A clareza das mensagens acaba por ser afetada pela quantidade de emissores, sublinha: "Se houvesse um estudo que visse quantas pessoas ao longo do tempo opinaram em Portugal sobre a pandemia, devia ser uma multidão... e a clareza das mensagens também tem que ver com estes aspetos. (...) E, obviamente, com o dia em que a mensagem foi dita".

A diretora-geral da Saúde revelou que só estará concluída em 2021 a análise ao aumento do número de mortes e respetivas causas durante o período da pandemia, dado que é um processo complexo de analisar.

Graça Freitas explicou que há, de facto, uma sobremortalidade este ano, mas diz que os valores "têm de ser cuidadosamente estudados" e que o processo "é muito mais complexo do que se pensa".

"Daqui a uns meses nós saberemos. Primeiro teremos que cobrir um espetro grande no número de causas... não serve observar apenas um mês, pois pode ter havido fenómenos atípicos (...). Normalmente fazemos um ano inteiro civil e com desencontro de um ano", afirmou.

Os últimos dados divulgados pelo INE indicam que, desde a chegada da pandemia a Portugal (inicio de março) até dia 18 de outubro morreram 72.519 pessoas, mais 7396 mortes do que a média do período homólogo dos cinco anos anteriores, sendo a covid-19 responsável por 2198 óbitos, ou seja, 27,5% do total do aumento da mortalidade.

Graça Freitas reconhece esse aumento do número de mortes este ano, mas sublinha que a mortalidade tem duas dimensões -- a numérica e as causas de morte -- e acrescenta que a Direção Geral da Saúde (DGS) está "a fazer essas análises preliminares, com sistemas semiautomáticos de codificação, com codificadoras que estão desviadas para fazerem essa avaliação".

"São avaliações muito preliminares, muito pouco consolidadas e não nos sentimos à vontade para as divulgar. São apenas pistas, indicações para podermos aprofundar o conhecimento", acrescentou.

A responsável lembra que o processo "é demorado, requer pessoas muito treinadas" que por vezes "têm de confirmar junto dos médicos a sequência dos acontecimentos que levaram à morte".

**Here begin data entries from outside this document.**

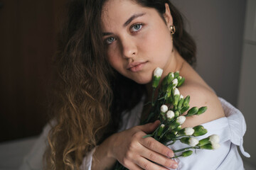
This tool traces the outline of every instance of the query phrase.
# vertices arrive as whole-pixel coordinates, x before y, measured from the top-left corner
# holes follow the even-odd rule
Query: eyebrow
[[[132,15],[129,19],[124,23],[123,27],[127,26],[128,24],[129,24],[134,19],[140,17],[142,16],[145,15],[145,13],[135,13]]]
[[[123,24],[123,27],[127,26],[128,24],[129,24],[134,19],[140,17],[142,16],[145,15],[146,13],[135,13],[134,15],[132,15],[130,18],[129,18],[129,19]],[[112,35],[112,33],[102,33],[102,36],[106,36],[106,35]]]

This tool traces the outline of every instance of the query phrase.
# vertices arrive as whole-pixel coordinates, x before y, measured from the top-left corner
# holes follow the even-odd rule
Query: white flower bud
[[[176,119],[176,123],[178,123],[180,125],[182,125],[186,120],[186,117],[183,115],[180,115]]]
[[[176,86],[178,85],[178,79],[175,79],[173,81],[171,81],[172,84],[174,85],[174,86]]]
[[[172,73],[171,74],[171,77],[174,79],[174,73],[172,72]]]
[[[217,135],[212,135],[209,137],[209,141],[211,143],[218,143],[220,142],[220,137]]]
[[[220,147],[220,145],[218,143],[212,143],[213,149],[217,149]]]
[[[176,95],[180,95],[180,92],[179,92],[179,91],[178,90],[177,88],[175,88],[175,89],[174,89],[174,96],[176,96]]]
[[[168,110],[168,107],[166,105],[162,105],[161,106],[161,111],[163,113],[166,113]]]
[[[196,144],[198,144],[199,141],[196,137],[190,137],[188,140],[188,144],[191,147],[195,147]]]
[[[174,116],[175,116],[174,112],[172,110],[169,110],[166,113],[166,117],[168,119],[172,119],[174,118]]]
[[[154,76],[156,76],[156,77],[160,77],[161,76],[162,73],[163,73],[163,69],[159,67],[157,67],[154,71]]]
[[[195,130],[192,128],[185,128],[185,134],[186,135],[191,136],[193,134]]]

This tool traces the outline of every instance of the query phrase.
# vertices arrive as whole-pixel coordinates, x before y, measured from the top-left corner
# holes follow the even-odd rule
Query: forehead
[[[134,13],[142,13],[148,8],[142,6],[135,1],[132,0],[108,0],[104,4],[102,12],[103,26],[107,25],[117,25],[125,22]]]

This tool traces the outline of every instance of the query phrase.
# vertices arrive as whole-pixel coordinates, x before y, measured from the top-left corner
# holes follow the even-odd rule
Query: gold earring
[[[176,32],[175,26],[170,26],[170,29],[171,29],[171,40],[173,40],[174,34],[175,32]]]

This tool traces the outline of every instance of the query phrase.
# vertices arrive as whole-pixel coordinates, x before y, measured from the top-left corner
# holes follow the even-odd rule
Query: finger
[[[146,170],[168,170],[168,169],[163,167],[161,166],[157,165],[153,162],[151,162],[148,159],[140,157],[138,159],[135,159],[135,163],[139,165],[141,168]]]
[[[144,158],[146,158],[147,159],[157,163],[158,164],[160,164],[161,166],[172,169],[176,169],[178,166],[178,164],[175,161],[167,158],[166,157],[164,157],[161,154],[159,154],[154,151],[149,149],[144,149],[141,152],[141,153],[142,156]]]
[[[153,137],[141,139],[140,143],[150,150],[154,151],[156,153],[167,157],[170,158],[174,156],[174,152],[170,148],[156,141]]]
[[[131,170],[143,170],[143,169],[134,163],[129,163],[127,166],[126,166],[125,165],[124,166]]]
[[[138,126],[138,128],[145,133],[150,133],[155,130],[156,128],[159,125],[159,124],[160,121],[157,120],[154,123],[149,123],[143,125]]]

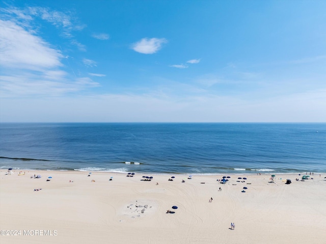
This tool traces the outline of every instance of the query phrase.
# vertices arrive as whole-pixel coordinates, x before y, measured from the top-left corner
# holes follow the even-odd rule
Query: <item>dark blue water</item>
[[[326,172],[326,123],[1,123],[0,157],[2,169]]]

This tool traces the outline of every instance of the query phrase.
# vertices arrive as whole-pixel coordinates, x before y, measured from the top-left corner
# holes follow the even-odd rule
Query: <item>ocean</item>
[[[0,169],[326,172],[326,123],[0,123]]]

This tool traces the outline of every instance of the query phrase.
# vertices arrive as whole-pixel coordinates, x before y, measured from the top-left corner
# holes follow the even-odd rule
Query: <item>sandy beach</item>
[[[326,240],[322,174],[304,181],[295,180],[301,179],[297,174],[276,174],[275,183],[269,183],[269,174],[230,175],[221,184],[216,180],[223,175],[188,179],[177,174],[169,181],[173,175],[24,172],[0,172],[2,244],[324,243]],[[37,175],[42,177],[35,178]],[[144,181],[143,176],[153,178]],[[288,178],[290,184],[284,181]],[[247,189],[242,192],[244,187]]]

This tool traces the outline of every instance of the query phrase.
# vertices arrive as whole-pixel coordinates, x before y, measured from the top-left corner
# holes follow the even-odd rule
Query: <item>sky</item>
[[[326,1],[0,2],[1,122],[325,122]]]

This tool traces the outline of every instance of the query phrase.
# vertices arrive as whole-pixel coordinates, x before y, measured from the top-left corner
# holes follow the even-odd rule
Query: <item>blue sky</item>
[[[0,122],[326,122],[326,1],[1,5]]]

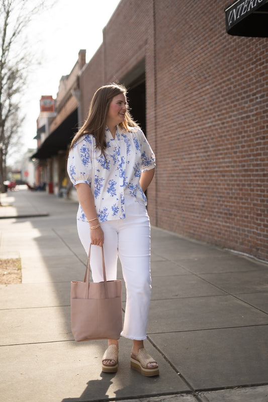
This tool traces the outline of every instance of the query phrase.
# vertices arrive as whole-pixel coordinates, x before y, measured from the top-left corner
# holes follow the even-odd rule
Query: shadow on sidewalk
[[[101,380],[92,380],[87,383],[87,386],[83,393],[77,398],[64,398],[61,402],[79,402],[81,400],[92,400],[93,398],[103,400],[109,399],[110,396],[107,393],[110,385],[113,383],[112,379],[116,375],[114,374],[102,373]]]

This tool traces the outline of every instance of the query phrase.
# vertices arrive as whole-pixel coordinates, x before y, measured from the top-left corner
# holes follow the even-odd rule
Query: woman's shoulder
[[[77,146],[81,147],[84,145],[86,146],[91,146],[94,144],[95,140],[95,138],[93,134],[83,134],[74,143],[73,147],[75,148]]]

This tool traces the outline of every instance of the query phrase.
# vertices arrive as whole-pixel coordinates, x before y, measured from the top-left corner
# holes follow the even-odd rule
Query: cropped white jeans
[[[101,222],[107,280],[117,278],[119,257],[126,284],[127,299],[121,335],[130,339],[146,338],[151,299],[150,222],[145,206],[133,197],[125,197],[126,218]],[[91,238],[87,222],[77,221],[78,235],[88,252]],[[91,266],[94,282],[103,280],[102,249],[92,245]]]

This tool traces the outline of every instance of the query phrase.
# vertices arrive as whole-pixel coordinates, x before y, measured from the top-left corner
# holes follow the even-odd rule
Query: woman
[[[116,279],[119,257],[127,289],[121,335],[133,340],[131,366],[146,376],[159,374],[144,349],[151,295],[150,223],[145,190],[155,158],[144,135],[128,111],[125,87],[100,88],[88,116],[74,136],[67,169],[79,202],[77,229],[88,253],[94,282],[103,281],[103,245],[107,280]],[[118,340],[109,339],[103,357],[104,372],[117,371]]]

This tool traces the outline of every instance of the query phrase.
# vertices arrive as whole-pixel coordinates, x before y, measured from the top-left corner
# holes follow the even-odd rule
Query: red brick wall
[[[145,57],[152,224],[268,260],[267,40],[227,35],[229,3],[123,0],[86,92]]]

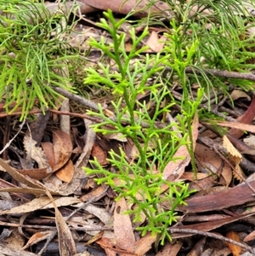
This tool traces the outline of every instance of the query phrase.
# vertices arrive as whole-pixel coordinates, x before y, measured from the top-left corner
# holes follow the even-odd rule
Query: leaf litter
[[[78,4],[82,14],[111,9],[126,14],[133,9],[133,1],[128,1],[122,6],[121,2],[113,3],[105,1],[103,3],[94,0],[82,0],[78,1]],[[50,10],[58,9],[53,3],[46,4]],[[137,8],[143,8],[144,1],[139,4]],[[167,9],[163,4],[161,9],[165,10]],[[158,11],[158,6],[153,6],[152,10]],[[146,16],[147,11],[138,12],[136,14],[138,17]],[[106,37],[90,21],[93,26],[81,25],[81,31],[73,34],[71,39],[73,47],[85,50],[88,49],[89,37],[99,40],[102,35]],[[150,36],[144,42],[144,45],[149,46],[147,53],[160,52],[167,40],[156,32],[157,29],[151,27]],[[128,26],[123,27],[123,30],[128,33]],[[137,32],[139,30],[143,30],[143,27],[137,29]],[[107,40],[110,41],[110,38]],[[127,51],[132,48],[128,40],[125,48]],[[91,57],[96,61],[99,60],[97,56],[99,56],[97,54],[92,50]],[[94,99],[94,92],[90,93],[91,99]],[[115,202],[116,195],[110,186],[97,185],[94,182],[97,177],[90,177],[82,170],[82,167],[89,164],[88,161],[92,157],[97,158],[101,165],[111,168],[108,161],[109,151],[120,153],[120,148],[130,162],[135,162],[137,149],[130,138],[124,138],[117,133],[110,136],[95,134],[90,126],[100,120],[84,115],[90,107],[84,107],[83,104],[83,109],[80,111],[74,100],[70,102],[74,111],[69,116],[72,116],[72,113],[81,116],[73,116],[75,120],[70,119],[71,125],[67,128],[60,129],[60,127],[68,126],[68,121],[65,120],[63,124],[59,120],[59,115],[61,115],[61,111],[66,111],[66,109],[60,111],[59,115],[50,111],[47,111],[46,115],[37,114],[37,119],[29,124],[29,129],[23,135],[19,134],[19,139],[12,142],[12,145],[20,147],[22,156],[18,155],[17,161],[15,154],[9,153],[8,159],[10,162],[0,159],[3,173],[0,179],[0,227],[4,227],[0,230],[3,236],[0,239],[0,255],[26,256],[42,253],[45,255],[78,255],[76,253],[84,253],[85,251],[92,255],[184,255],[182,246],[184,239],[192,236],[193,239],[189,240],[191,243],[190,254],[202,255],[211,248],[208,248],[210,243],[207,236],[201,238],[199,236],[205,233],[200,232],[208,232],[206,234],[208,237],[211,237],[210,234],[218,232],[218,236],[216,238],[220,240],[224,236],[230,239],[221,244],[220,249],[215,246],[214,252],[218,250],[218,253],[228,255],[224,254],[225,252],[231,252],[233,255],[238,256],[242,248],[251,251],[252,244],[247,242],[254,240],[254,231],[250,228],[252,226],[254,229],[254,195],[246,184],[241,183],[246,177],[241,166],[245,161],[246,166],[254,164],[254,160],[249,158],[249,153],[254,154],[249,151],[252,149],[241,151],[240,148],[244,143],[246,146],[251,146],[252,144],[254,149],[254,143],[253,140],[248,142],[246,134],[246,138],[240,138],[244,132],[254,133],[252,123],[255,113],[255,97],[251,100],[244,92],[234,91],[232,94],[232,100],[240,103],[240,111],[242,111],[243,104],[246,101],[249,103],[246,111],[237,118],[238,122],[225,120],[217,122],[218,126],[230,128],[225,136],[218,134],[212,127],[209,128],[210,133],[208,129],[201,132],[207,125],[208,128],[211,122],[200,122],[197,115],[193,120],[192,138],[187,140],[190,142],[193,139],[198,169],[196,179],[191,172],[190,156],[185,145],[178,148],[173,156],[175,160],[165,167],[165,179],[173,182],[184,180],[190,184],[190,189],[196,188],[199,192],[186,200],[187,205],[178,208],[178,225],[173,228],[169,225],[173,241],[167,242],[158,252],[157,248],[153,249],[157,242],[156,236],[150,233],[141,236],[135,230],[133,216],[125,214],[125,211],[136,206],[130,205],[124,197]],[[104,110],[105,115],[116,118],[115,113],[107,108],[110,106],[107,95],[105,98],[104,95],[99,95],[93,103],[105,102],[107,105]],[[77,132],[72,129],[74,127]],[[209,135],[207,135],[207,132]],[[3,148],[4,146],[3,145]],[[76,151],[75,147],[80,150]],[[236,171],[241,173],[236,175]],[[255,187],[254,179],[250,180],[249,184]],[[163,192],[167,187],[162,189]],[[162,207],[169,208],[171,205],[163,202]],[[148,221],[146,216],[141,219],[140,225]],[[235,231],[233,224],[240,221],[244,223],[242,230]],[[229,231],[225,230],[227,226]],[[20,229],[22,229],[23,235],[19,234]],[[4,235],[6,230],[9,230],[8,235]],[[189,232],[190,230],[193,232]],[[210,233],[211,230],[213,233]],[[242,232],[246,236],[241,238]],[[11,238],[17,243],[8,243]],[[230,240],[237,243],[231,243]],[[42,242],[43,245],[39,246]],[[240,247],[241,242],[245,244],[242,247]],[[51,252],[50,246],[54,245],[57,245],[57,250]]]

"É um processo sofisticado e complexo. Neste momento temos apenas pistas e indicações que nos levam a aprofundar determinados aspetos. Só saberemos exatamente o que aconteceu no ano de 2020 daqui a uns meses, quando todo o ano de 2020 tiver sido estudado em termos de causas de morte... coisa diferente são os números e a média".

No mês passado, o Conselho Nacional de Saúde (CNS) veio dizer que a suspensão dos cuidados de saúde presenciais por causa da covid-19 durou tempo demais e que a demora no reagendamento pode trazer consequências importantes na saúde da população, lembrando o excesso de mortalidade registado sobretudo em março e abril.

Num documento de reflexão em que analisa a resposta de Portugal à pandemia de covid-19, este órgão consultivo do Governo apontou o excesso de mortalidade registado em março e abril, sobretudo associado a pessoas com idade superior a 65 anos, sublinhando que "é três a cinco vezes superior ao explicado pelas mortes por covid-19 reportadas oficialmente".

"Pressente-se assim que muitas pessoas com doenças agudas ou crónicas graves possam não ter procurado o sistema de saúde por receio de serem contaminadas, ou não terem encontrado nele as respostas necessárias", afirmou o CNS, defendendo que a suspensão dos cuidados de saúde se justificava numa fase inicial de alarme, mas manteve-se "injustificadamente durante vários meses".